Anthropic has released a detailed analysis suggesting that AI systems are increasingly capable of automating significant portions of AI research and development, with data indicating rapid progress toward recursive self-improvement. This development, if fully realized, could accelerate AI advancement beyond current human-led processes, making it a critical point for understanding future AI capabilities and risks.
The report from The Anthropic Institute presents internal data and public benchmarks showing AI models like Claude have significantly increased their ability to perform research tasks independently. For example, Anthropic engineers now ship eight times more code per quarter than in 2021–2025, and AI models have demonstrated the capacity to handle increasingly complex tasks, from fixing bugs to reproducing research results.
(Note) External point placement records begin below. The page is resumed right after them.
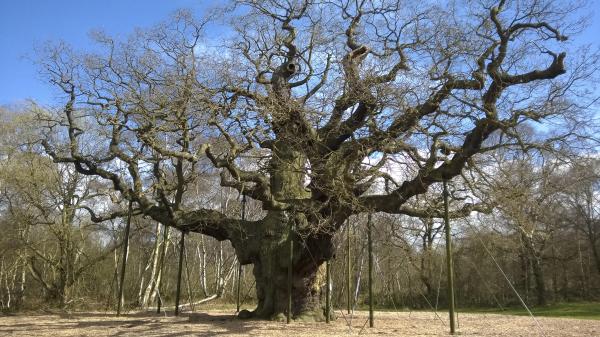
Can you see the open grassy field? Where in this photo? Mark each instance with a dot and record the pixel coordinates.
(223, 323)
(583, 310)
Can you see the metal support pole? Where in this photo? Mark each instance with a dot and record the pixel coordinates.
(181, 252)
(124, 262)
(349, 267)
(370, 240)
(239, 288)
(290, 261)
(162, 264)
(449, 261)
(327, 292)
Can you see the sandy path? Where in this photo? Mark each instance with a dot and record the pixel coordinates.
(221, 323)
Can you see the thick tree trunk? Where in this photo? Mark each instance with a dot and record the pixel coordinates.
(270, 260)
(266, 246)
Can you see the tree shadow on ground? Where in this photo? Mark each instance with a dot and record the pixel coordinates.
(133, 324)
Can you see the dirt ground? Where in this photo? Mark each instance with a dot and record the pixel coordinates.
(221, 323)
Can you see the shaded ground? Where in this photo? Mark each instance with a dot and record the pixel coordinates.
(221, 323)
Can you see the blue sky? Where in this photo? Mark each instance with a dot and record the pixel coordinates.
(27, 23)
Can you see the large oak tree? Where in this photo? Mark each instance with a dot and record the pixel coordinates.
(302, 104)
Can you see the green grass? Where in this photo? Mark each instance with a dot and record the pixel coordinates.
(581, 310)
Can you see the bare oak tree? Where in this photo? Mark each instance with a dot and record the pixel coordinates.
(300, 104)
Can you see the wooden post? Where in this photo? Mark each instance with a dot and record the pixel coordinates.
(327, 292)
(178, 293)
(162, 264)
(290, 261)
(449, 261)
(124, 262)
(370, 241)
(349, 267)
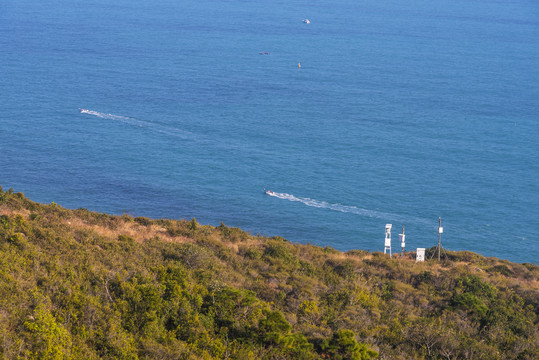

Public benchmarks such as METR and SWE-bench show AI’s ability to perform tasks that previously required days of human effort, with models now capable of handling tasks spanning hours to days. These trends suggest a rapid acceleration in AI capabilities, with the potential to reach levels where AI can design and improve itself without human intervention, though key gaps remain, especially in goal-setting and research taste.
When AI builds itself
Anthropic is delegating a growing share of AI development to AI. Taken far enough, that points to a system that designs its own successor — recursive self-improvement. Not here yet, not inevitable. But the case isn’t speculation: it’s data on what AI is doing to AI development right now.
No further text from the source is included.